On sait bien que c’est un homme déchiré sur le plan idéologique, qui est passé du marxisme au christianisme et inversement, et qui, au moment même, a vécu ça très mal, mais qui aujourd’hui peut nous intéresser justement, parce qu’on est de nouveau dans un moment de bascule (qui évidemment demanderait de grands développements) qui nous situe à une sorte de croisement. Je dirais que dans ce sens-là, on peut dire de Plisnier que c’est un croisé.

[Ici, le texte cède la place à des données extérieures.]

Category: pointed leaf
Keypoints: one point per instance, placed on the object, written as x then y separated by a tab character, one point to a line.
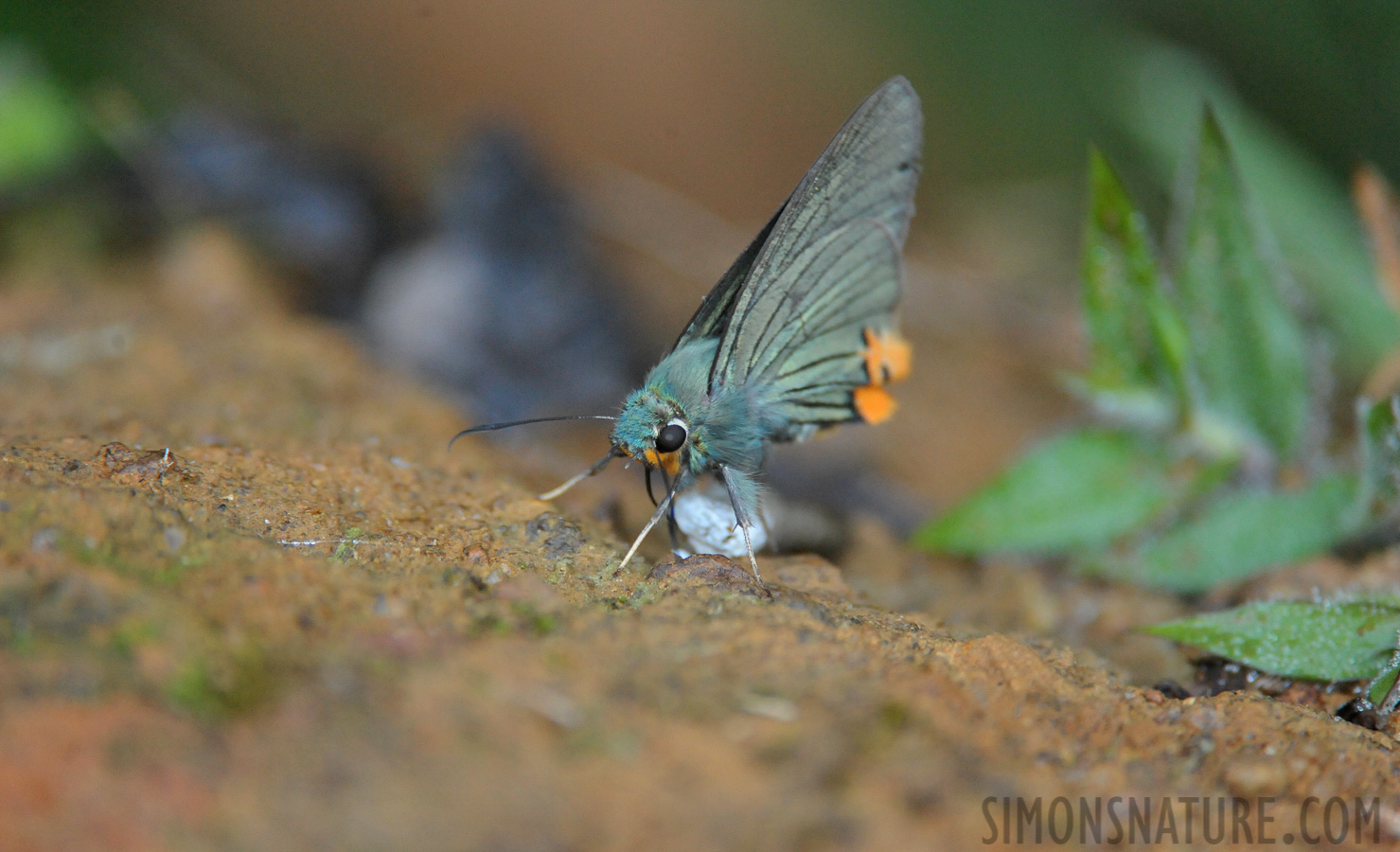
1078	489
1379	439
1316	641
1137	340
1117	272
1249	350
1241	533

Par rapport à la Belgique, il est d’abord un grand écrivain wallon, enraciné dans son Hainaut natal et même dans sa ville de Mons – encore qu’il est très peu cité, selon l’usage des écrivains francophones belges de l’époque qui cherchaient une espèce d’immersion dans l’ensemble français (ce qui a d’ailleurs dans son cas peut-être contribué à en faire le premier écrivain belge à obtenir un grand prix littéraire français, en l’occurrence le Goncourt). Dans ce sens, il illustre bien cette espèce de malaise plus ou moins latent, plus ou moins exprimé, de l’appartenance à une littérature belge de langue française ou à une littérature française de Belgique.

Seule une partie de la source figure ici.